Palavras-chave
luxações articulares/congênitas - luxações articulares/terapia - remissão espontânea
- recém-nascido
Introdução
A luxação congênita do joelho (LCJ) foi descrita pela primeira vez por Chanssier em
1812 com uma incidência relatada de 0,017 em 1.000 nascidos vivos com indistinguibilidade
entre os joelhos direito e esquerdo, afetando principalmente meninas. A LCJ pode ser
uma deformidade isolada; no entanto, de 40 a 100% dos pacientes têm anormalidades
musculoesqueléticas associadas, sendo as mais comuns displasia do desenvolvimento
do quadril (DDQ) e pé torto congênito. Outros são espinha bífida, fenda palatina,
síndrome de Larsen, artrogripose, hipoplasia da fíbula, luxação do cotovelo, e deformidades
da caixa torácica.[1] A característica patognomônica da LCJ é a fibrose e o encurtamento do músculo quadríceps
com hipoplasia da bolsa suprapatelar.
A etiologia ainda não é conhecida; entretanto, a LCJ tem sido associada a certos fatores,
incluindo fatores extrínsecos, como distúrbios de empacotamento intrauterino, apresentações
fetais pélvicas, desequilíbrios neuromusculares, e fatores intrínsecos como malformação
genética. No entanto, três teorias diferentes foram descritas com relação a esta entidade
escassa.
A primeira teoria, a teoria embriológica primária, explica outras deformidades adicionais
que acompanham o problema do joelho. A segunda teoria, que é a teoria mecânica, explica
que a deformidade se origina da postura fetal anormal durante o período intrauterino.

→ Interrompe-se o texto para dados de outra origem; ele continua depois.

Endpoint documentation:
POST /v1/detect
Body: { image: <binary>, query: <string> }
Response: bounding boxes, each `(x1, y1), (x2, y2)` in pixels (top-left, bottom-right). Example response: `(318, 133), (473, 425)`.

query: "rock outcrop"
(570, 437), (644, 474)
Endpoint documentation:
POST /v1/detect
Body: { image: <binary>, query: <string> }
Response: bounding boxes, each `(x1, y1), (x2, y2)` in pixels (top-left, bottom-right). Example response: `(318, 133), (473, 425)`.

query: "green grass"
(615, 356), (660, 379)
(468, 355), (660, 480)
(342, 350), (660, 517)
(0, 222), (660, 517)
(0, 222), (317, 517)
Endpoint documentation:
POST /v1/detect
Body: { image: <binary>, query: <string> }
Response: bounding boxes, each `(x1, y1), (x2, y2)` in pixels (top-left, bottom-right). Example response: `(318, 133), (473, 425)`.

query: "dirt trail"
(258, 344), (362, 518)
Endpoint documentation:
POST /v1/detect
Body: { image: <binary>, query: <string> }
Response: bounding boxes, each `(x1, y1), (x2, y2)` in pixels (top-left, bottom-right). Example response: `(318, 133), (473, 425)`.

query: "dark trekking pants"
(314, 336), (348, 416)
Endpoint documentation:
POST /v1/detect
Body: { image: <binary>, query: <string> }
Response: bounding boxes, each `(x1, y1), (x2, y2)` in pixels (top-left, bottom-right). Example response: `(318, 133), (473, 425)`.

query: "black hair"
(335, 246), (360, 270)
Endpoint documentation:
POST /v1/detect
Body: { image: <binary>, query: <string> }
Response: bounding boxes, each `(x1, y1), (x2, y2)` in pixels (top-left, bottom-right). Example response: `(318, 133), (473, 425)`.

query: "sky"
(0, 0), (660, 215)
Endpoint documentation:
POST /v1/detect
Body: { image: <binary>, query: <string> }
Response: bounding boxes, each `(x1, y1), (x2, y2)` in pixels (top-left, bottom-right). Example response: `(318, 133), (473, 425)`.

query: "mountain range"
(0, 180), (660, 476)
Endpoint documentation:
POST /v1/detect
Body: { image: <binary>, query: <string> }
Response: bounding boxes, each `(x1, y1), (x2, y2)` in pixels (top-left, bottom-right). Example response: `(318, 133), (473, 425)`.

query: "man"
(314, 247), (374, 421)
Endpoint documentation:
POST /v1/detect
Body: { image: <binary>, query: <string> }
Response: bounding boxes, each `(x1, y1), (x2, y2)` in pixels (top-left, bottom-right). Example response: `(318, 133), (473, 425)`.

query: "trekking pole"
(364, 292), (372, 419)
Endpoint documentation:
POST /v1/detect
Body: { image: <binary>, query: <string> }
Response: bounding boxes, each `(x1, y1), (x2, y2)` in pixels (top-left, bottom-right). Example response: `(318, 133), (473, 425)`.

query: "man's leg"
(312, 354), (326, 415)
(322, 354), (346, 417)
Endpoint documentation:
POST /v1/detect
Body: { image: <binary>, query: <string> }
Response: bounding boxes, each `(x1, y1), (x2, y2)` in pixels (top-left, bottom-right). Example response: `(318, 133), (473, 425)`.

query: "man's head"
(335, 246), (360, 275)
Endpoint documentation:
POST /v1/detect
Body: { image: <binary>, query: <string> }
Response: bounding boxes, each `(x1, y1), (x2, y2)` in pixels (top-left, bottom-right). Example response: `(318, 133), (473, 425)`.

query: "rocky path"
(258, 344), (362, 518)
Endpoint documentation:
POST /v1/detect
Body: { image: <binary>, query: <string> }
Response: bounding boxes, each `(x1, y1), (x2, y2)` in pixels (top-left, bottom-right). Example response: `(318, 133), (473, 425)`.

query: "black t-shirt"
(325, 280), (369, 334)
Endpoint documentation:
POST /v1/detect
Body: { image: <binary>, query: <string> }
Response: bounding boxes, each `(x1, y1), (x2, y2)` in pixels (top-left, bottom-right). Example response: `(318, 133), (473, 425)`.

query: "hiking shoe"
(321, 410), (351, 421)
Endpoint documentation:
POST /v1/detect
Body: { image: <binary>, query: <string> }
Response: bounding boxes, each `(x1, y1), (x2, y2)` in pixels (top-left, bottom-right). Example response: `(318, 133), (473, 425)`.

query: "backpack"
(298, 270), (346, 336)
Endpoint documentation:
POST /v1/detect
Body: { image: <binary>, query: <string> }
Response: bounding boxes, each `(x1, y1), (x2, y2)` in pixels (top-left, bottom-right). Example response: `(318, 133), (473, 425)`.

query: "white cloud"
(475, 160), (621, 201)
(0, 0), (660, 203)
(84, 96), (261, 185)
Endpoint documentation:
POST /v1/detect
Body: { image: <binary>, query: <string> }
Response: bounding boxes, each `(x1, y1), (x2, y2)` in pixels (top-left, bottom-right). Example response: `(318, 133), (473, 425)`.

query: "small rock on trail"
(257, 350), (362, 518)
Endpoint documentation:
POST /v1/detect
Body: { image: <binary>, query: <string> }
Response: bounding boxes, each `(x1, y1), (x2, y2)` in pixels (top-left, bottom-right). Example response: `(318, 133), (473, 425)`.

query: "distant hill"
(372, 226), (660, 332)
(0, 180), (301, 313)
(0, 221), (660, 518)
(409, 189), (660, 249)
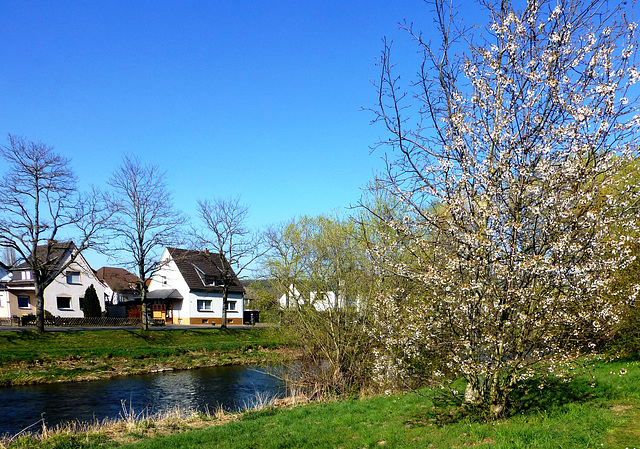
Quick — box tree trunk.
[462,375,483,406]
[142,285,149,331]
[220,285,229,329]
[34,276,44,334]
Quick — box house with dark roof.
[96,267,142,318]
[148,248,245,325]
[96,267,140,305]
[0,261,12,319]
[7,241,105,318]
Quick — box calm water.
[0,366,285,434]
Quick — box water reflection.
[0,366,285,434]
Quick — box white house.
[149,248,245,325]
[0,262,13,318]
[7,242,105,318]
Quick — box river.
[0,366,286,435]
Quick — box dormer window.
[192,264,224,287]
[67,271,80,284]
[202,274,216,285]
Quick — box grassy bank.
[0,328,282,386]
[6,356,640,449]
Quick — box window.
[227,301,237,310]
[67,271,80,284]
[56,296,72,310]
[18,295,31,309]
[201,274,215,285]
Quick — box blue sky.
[0,0,448,268]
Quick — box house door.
[152,301,173,324]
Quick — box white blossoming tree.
[372,0,640,416]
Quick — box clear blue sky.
[0,0,450,268]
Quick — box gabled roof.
[15,241,76,270]
[96,267,140,293]
[167,248,244,293]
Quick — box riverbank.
[0,355,640,449]
[0,327,288,386]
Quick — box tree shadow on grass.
[509,377,602,415]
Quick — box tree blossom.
[364,0,639,416]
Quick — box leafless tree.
[194,198,264,327]
[109,156,185,329]
[1,247,18,266]
[0,135,110,332]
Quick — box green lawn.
[120,358,640,449]
[0,328,282,385]
[6,356,640,449]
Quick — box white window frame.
[17,295,31,309]
[56,296,73,310]
[66,271,82,285]
[227,300,238,312]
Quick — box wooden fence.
[0,315,165,327]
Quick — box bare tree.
[194,198,264,327]
[0,135,110,332]
[109,156,185,329]
[1,247,18,266]
[372,0,640,416]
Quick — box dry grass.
[0,401,239,449]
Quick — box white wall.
[44,255,105,318]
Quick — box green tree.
[82,284,102,318]
[264,216,372,396]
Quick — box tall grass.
[0,328,282,385]
[0,356,640,449]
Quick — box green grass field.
[6,355,640,449]
[111,358,640,449]
[0,328,281,385]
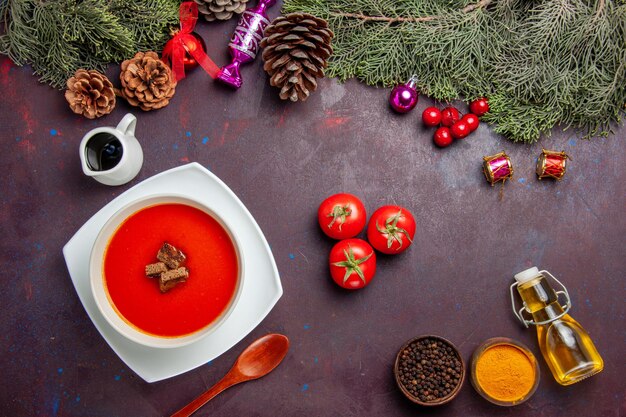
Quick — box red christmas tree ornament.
[433,127,453,148]
[422,107,441,127]
[450,120,470,139]
[183,32,206,72]
[161,1,220,81]
[441,107,461,127]
[461,113,480,133]
[470,97,489,117]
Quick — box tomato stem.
[376,210,413,249]
[333,247,374,284]
[326,204,352,231]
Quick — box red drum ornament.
[537,149,569,181]
[483,151,513,187]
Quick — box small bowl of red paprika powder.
[471,337,539,407]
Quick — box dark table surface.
[0,7,626,417]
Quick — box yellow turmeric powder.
[476,344,537,402]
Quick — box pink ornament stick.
[217,0,276,88]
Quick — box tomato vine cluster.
[317,193,415,290]
[422,98,489,148]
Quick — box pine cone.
[65,69,115,119]
[261,13,333,101]
[120,52,176,111]
[195,0,248,22]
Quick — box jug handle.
[115,113,137,136]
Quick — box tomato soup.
[103,203,239,337]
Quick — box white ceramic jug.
[80,113,143,185]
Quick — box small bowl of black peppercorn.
[393,336,465,406]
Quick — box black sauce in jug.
[85,132,124,171]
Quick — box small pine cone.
[261,13,333,101]
[195,0,248,22]
[65,69,115,119]
[120,52,176,111]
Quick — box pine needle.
[283,0,626,142]
[0,0,180,88]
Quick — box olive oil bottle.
[511,267,604,385]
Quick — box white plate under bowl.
[89,194,245,349]
[63,163,283,382]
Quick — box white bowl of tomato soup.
[89,195,244,348]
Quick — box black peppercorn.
[397,337,463,403]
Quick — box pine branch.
[0,0,179,88]
[283,0,626,142]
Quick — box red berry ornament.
[433,127,452,148]
[450,120,470,139]
[461,113,480,133]
[470,97,489,117]
[422,107,441,127]
[441,107,461,127]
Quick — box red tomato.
[461,113,480,133]
[450,120,470,139]
[317,193,367,239]
[329,239,376,290]
[422,107,441,127]
[367,206,415,255]
[441,107,461,127]
[470,97,489,117]
[433,127,452,148]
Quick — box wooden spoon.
[172,334,289,417]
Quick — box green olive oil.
[515,268,604,385]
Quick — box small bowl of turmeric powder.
[471,337,539,406]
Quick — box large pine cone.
[261,13,333,101]
[120,52,176,111]
[65,69,115,119]
[195,0,248,22]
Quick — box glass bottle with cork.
[510,267,604,385]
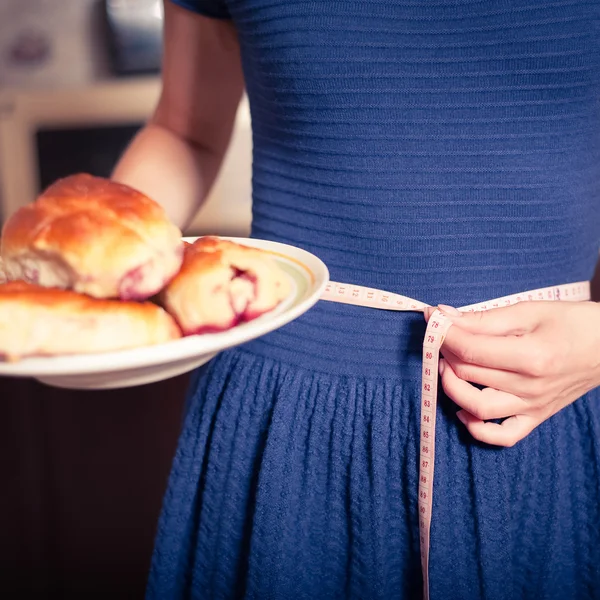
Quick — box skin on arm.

A terceira e última teoria é a teoria do defeito mesenquimal que causa o músculo quadríceps
fibrótico.[2]
Leveuf e Pais classificara, a LCJ em três graus.[3] O grau 1 é o tipo mais comum e representa a hiperextensão congênita da articulação
do joelho ao nascimento. De 15 a 20 graus de hiperextensão podem ser detectados e
a amplitude passiva de flexão é de no máximo 90 graus. Grau 2, subluxação congênita
com incongruência articular. A flexão passiva do joelho é impossível e hiperextensão
de 25 a 40 graus é alcançada. Grau 3, representa o deslocamento total da epífise tibial
anterior aos côndilos femorais, sem contato entre as superfícies articulares da tíbia
e do fêmur.
O diagnóstico de LCJ é estabelecido ao nascimento pela posição clássica de genu recurvatum.

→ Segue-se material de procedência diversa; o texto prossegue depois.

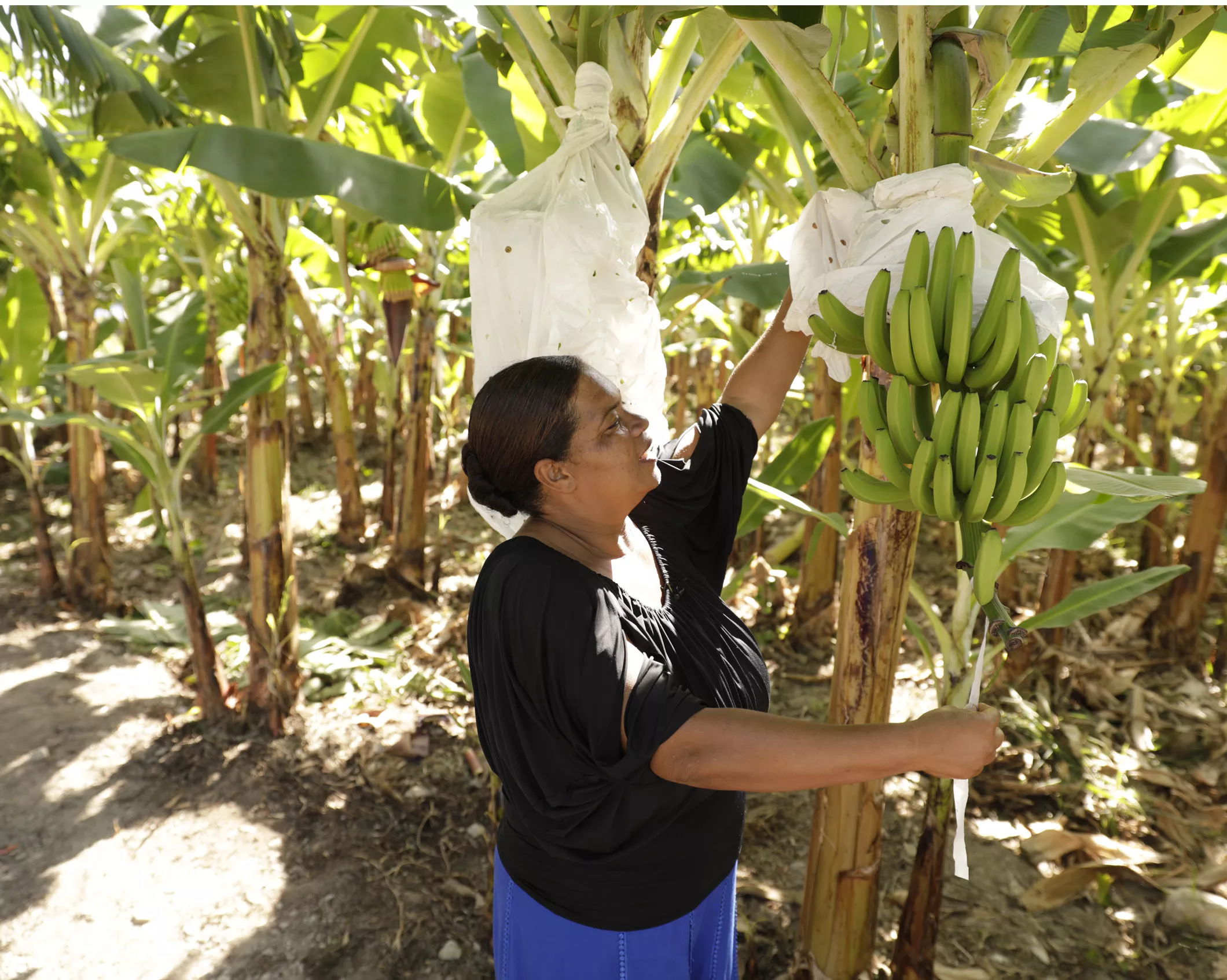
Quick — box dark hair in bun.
[460,356,587,518]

Uma dobra cutânea transversal profunda é encontrada anteriormente com côndilos femorais
proeminentemente palpáveis na fossa poplítea.[4] A patela está profundamente colocada e geralmente não é palpável ou pode estar ausente.
Haverá rotação externa aparente do membro e deformidade em valgo da tíbia. O exame
ultrassonográfico pré-natal pode identificar a LCJ.
Bebês com LCJ devem ser diagnosticados e tratados imediatamente após o nascimento.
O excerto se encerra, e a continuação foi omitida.